CORIAL is heavily investing in content (like this article) to change that narrative.
Challenge 2: Profit Margin
Creatine bars will be more expensive per gram than creatine powder. Why? Because the bar requires more processes (mixing, molding, packaging). But adherence justifies it.
CORIAL believes that consumers will pay a premium for greater consistency.
Challenge 3: Regulation
Functional foods have different regulations than supplements. Specifically, you cannot make certain health claims for a food that you can make for a supplement.
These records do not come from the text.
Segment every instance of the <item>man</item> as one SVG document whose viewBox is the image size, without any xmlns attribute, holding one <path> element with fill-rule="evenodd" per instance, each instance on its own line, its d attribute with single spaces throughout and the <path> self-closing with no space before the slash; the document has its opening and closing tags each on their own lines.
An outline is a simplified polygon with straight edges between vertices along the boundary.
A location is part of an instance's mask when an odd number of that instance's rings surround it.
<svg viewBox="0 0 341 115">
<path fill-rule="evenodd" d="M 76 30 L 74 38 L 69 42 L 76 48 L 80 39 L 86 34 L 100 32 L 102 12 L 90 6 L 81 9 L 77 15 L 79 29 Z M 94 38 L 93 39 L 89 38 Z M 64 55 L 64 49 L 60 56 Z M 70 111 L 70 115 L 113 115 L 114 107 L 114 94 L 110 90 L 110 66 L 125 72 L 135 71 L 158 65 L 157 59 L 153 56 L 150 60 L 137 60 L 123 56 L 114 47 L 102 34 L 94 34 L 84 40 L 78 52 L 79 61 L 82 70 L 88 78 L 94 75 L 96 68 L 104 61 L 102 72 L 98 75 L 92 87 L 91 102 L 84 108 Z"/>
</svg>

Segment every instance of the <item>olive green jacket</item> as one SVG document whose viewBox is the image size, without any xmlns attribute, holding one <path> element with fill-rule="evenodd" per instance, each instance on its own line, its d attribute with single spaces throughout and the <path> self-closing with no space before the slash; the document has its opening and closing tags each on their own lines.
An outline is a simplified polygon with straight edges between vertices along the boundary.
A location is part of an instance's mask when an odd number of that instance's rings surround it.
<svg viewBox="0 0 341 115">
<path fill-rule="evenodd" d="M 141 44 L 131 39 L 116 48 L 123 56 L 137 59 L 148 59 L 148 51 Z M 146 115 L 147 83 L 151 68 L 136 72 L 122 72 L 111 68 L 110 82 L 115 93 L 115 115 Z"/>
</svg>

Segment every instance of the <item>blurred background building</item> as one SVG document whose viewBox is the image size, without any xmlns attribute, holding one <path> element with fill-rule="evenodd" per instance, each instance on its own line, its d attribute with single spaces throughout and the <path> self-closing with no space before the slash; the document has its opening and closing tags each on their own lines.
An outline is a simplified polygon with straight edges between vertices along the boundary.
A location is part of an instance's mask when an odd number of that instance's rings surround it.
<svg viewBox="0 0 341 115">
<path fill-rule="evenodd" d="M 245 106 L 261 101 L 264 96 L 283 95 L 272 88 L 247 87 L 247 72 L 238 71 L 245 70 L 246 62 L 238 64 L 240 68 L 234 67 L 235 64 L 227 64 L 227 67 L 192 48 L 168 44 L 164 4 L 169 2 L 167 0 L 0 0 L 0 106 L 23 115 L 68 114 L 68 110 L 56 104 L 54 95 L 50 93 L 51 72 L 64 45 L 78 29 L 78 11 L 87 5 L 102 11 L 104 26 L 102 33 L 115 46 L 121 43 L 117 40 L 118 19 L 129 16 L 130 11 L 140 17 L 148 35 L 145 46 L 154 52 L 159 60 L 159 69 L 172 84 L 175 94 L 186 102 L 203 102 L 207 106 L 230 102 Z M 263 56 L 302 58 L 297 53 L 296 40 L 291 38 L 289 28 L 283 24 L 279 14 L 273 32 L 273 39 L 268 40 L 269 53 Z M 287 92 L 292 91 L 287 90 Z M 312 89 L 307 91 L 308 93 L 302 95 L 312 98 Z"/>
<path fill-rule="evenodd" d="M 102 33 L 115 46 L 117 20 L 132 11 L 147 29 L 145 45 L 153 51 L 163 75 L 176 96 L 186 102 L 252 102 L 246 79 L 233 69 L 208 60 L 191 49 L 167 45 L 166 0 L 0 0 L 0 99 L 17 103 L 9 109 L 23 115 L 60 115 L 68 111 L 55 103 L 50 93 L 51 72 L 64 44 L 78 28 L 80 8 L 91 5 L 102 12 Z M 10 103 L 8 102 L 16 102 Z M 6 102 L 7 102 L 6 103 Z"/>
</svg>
Example: A collagen capsule can theoretically promise "radiant skin" (although not proven by EFSA). CORIAL cannot promise this in Collagen Coffee because it is food. It must say "contains collagen, the main structural protein of the skin"—which is factually more correct and safer [2].
CORIAL sees this as an advantage, not a challenge. It means claims are more honest.
Why This Matters
Zero Pills is not a marketing slogan. It's a shift in how we think about functional nutrition.
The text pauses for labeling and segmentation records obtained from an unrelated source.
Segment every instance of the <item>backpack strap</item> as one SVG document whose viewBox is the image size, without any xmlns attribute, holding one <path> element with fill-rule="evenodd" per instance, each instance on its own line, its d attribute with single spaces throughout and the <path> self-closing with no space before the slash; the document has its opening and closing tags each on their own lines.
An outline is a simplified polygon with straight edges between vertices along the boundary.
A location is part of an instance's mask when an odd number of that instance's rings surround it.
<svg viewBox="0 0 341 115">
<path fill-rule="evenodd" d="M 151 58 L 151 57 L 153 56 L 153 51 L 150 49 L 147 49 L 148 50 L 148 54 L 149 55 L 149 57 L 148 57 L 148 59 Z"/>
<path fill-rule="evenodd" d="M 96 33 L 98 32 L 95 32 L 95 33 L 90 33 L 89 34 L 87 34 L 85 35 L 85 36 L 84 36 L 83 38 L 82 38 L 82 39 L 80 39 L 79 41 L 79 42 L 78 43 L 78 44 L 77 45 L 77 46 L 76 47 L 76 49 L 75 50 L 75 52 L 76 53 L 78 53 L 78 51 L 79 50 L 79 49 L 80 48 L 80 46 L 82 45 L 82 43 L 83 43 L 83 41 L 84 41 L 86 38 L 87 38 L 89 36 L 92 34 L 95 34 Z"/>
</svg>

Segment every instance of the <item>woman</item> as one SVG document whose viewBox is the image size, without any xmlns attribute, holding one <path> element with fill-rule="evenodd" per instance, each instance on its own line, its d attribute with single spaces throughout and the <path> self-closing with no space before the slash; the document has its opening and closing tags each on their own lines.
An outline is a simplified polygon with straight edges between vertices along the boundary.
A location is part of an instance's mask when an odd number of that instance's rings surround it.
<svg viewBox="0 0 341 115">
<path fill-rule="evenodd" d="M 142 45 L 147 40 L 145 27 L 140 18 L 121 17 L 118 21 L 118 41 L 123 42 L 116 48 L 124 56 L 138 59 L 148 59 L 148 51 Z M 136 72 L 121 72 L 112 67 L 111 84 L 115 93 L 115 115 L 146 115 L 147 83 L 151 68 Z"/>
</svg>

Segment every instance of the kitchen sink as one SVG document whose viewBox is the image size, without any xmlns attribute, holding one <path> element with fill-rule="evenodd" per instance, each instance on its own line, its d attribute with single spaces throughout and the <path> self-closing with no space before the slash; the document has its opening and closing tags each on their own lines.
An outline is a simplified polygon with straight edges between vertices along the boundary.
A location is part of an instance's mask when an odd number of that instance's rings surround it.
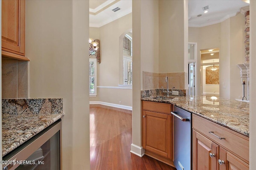
<svg viewBox="0 0 256 170">
<path fill-rule="evenodd" d="M 153 98 L 153 99 L 158 99 L 159 100 L 170 100 L 174 99 L 175 98 L 172 97 L 168 96 L 156 96 Z"/>
</svg>

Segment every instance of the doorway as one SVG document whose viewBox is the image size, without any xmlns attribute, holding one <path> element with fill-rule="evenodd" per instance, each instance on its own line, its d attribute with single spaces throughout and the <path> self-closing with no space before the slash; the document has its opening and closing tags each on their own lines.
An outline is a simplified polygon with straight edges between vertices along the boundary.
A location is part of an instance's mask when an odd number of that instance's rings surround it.
<svg viewBox="0 0 256 170">
<path fill-rule="evenodd" d="M 200 50 L 201 94 L 220 96 L 219 50 L 218 48 Z"/>
<path fill-rule="evenodd" d="M 190 96 L 198 95 L 196 90 L 197 43 L 188 43 L 188 94 Z"/>
</svg>

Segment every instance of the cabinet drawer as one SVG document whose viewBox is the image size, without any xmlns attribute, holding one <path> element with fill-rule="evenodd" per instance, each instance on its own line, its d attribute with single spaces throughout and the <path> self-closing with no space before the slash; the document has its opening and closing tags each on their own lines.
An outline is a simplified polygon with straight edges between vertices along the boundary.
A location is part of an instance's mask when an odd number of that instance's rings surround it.
<svg viewBox="0 0 256 170">
<path fill-rule="evenodd" d="M 172 105 L 166 103 L 144 101 L 142 102 L 142 109 L 170 114 L 172 110 Z"/>
<path fill-rule="evenodd" d="M 192 128 L 249 162 L 249 138 L 193 114 Z M 209 132 L 225 139 L 220 139 Z"/>
</svg>

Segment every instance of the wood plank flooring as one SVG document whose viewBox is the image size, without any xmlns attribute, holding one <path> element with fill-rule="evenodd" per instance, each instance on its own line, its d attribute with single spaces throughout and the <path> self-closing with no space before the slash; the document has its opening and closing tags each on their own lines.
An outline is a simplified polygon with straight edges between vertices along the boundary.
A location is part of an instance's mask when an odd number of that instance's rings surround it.
<svg viewBox="0 0 256 170">
<path fill-rule="evenodd" d="M 90 105 L 90 123 L 91 170 L 176 170 L 130 152 L 131 111 Z"/>
</svg>

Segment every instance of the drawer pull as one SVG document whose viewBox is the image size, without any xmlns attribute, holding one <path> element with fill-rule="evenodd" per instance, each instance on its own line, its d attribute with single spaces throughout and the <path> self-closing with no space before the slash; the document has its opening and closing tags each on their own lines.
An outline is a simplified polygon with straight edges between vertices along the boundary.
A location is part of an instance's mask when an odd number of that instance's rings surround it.
<svg viewBox="0 0 256 170">
<path fill-rule="evenodd" d="M 185 118 L 182 117 L 181 116 L 177 115 L 176 114 L 175 112 L 173 112 L 172 111 L 171 111 L 171 113 L 174 116 L 178 117 L 178 119 L 180 119 L 182 121 L 189 121 L 189 119 L 188 118 Z"/>
<path fill-rule="evenodd" d="M 213 131 L 211 131 L 210 132 L 209 132 L 209 133 L 210 133 L 210 134 L 211 134 L 212 135 L 213 135 L 214 136 L 215 136 L 216 137 L 217 137 L 217 138 L 219 138 L 220 139 L 225 139 L 225 138 L 223 137 L 219 137 L 218 136 L 217 136 L 216 135 L 214 134 L 213 133 Z"/>
<path fill-rule="evenodd" d="M 219 159 L 218 160 L 218 162 L 219 162 L 219 164 L 220 164 L 220 165 L 222 165 L 222 164 L 225 164 L 225 162 L 224 162 L 223 160 L 221 160 Z"/>
<path fill-rule="evenodd" d="M 214 154 L 214 153 L 210 153 L 209 154 L 210 155 L 210 156 L 211 158 L 212 158 L 213 157 L 215 156 L 215 154 Z"/>
</svg>

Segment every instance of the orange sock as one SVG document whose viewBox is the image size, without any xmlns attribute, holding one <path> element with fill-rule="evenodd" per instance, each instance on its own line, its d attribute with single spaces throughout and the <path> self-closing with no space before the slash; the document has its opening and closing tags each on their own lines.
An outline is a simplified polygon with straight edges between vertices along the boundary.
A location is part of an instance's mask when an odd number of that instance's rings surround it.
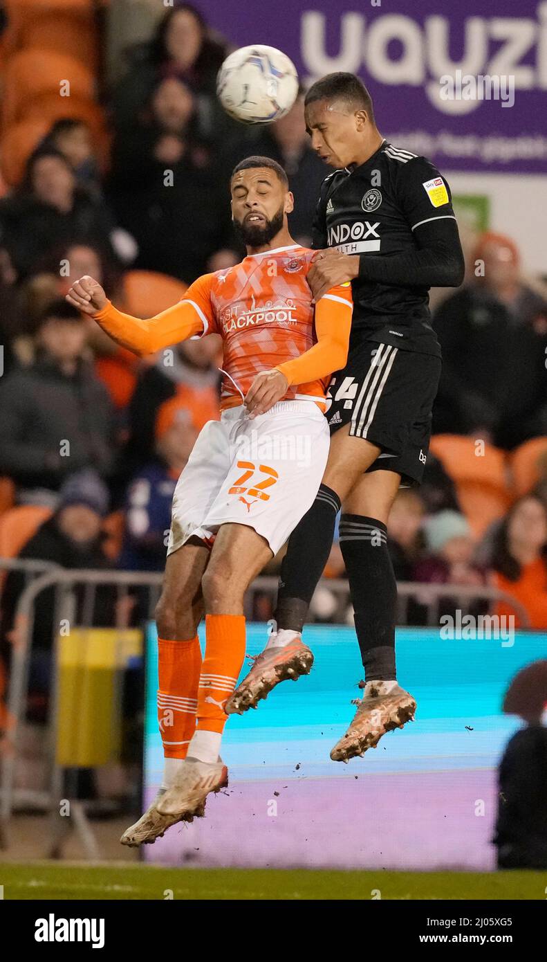
<svg viewBox="0 0 547 962">
<path fill-rule="evenodd" d="M 158 639 L 158 724 L 165 758 L 186 758 L 195 731 L 201 648 L 189 642 Z"/>
<path fill-rule="evenodd" d="M 245 657 L 244 615 L 207 615 L 205 658 L 197 699 L 197 730 L 221 733 L 224 703 L 237 683 Z"/>
</svg>

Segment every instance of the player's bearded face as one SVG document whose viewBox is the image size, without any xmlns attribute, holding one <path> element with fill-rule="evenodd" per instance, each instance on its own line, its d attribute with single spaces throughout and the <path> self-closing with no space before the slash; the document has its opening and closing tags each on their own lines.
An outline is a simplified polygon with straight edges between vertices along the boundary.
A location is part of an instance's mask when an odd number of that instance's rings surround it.
<svg viewBox="0 0 547 962">
<path fill-rule="evenodd" d="M 251 211 L 247 212 L 241 220 L 234 217 L 234 226 L 246 246 L 261 247 L 262 244 L 269 243 L 283 229 L 285 205 L 282 204 L 269 219 L 262 214 L 262 219 L 255 222 L 252 219 L 253 215 L 254 212 Z"/>
</svg>

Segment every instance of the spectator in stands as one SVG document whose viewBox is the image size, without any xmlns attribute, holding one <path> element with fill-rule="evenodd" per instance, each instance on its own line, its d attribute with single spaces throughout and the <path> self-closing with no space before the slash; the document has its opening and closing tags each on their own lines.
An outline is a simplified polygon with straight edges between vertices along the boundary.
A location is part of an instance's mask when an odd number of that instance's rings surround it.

For 30 years, the supplement industry grew because nutrient delivery was expensive, and powder was efficient. But efficiency is not the same as effectiveness. An efficient powder that nobody takes is zero effective.
CORIAL is making functional nutrition more aligned with real human behavior. It doesn't want you to change. It wants nutrition to fit into your life.
That is revolutionary.
About CORIAL
CORIAL is a Portuguese functional food company, founded in 2023 in Esposende by Guilherme Pereira and Sara. Our mission is to eliminate the need for supplements through foods that completely replace entire categories of capsules, powders, and pills.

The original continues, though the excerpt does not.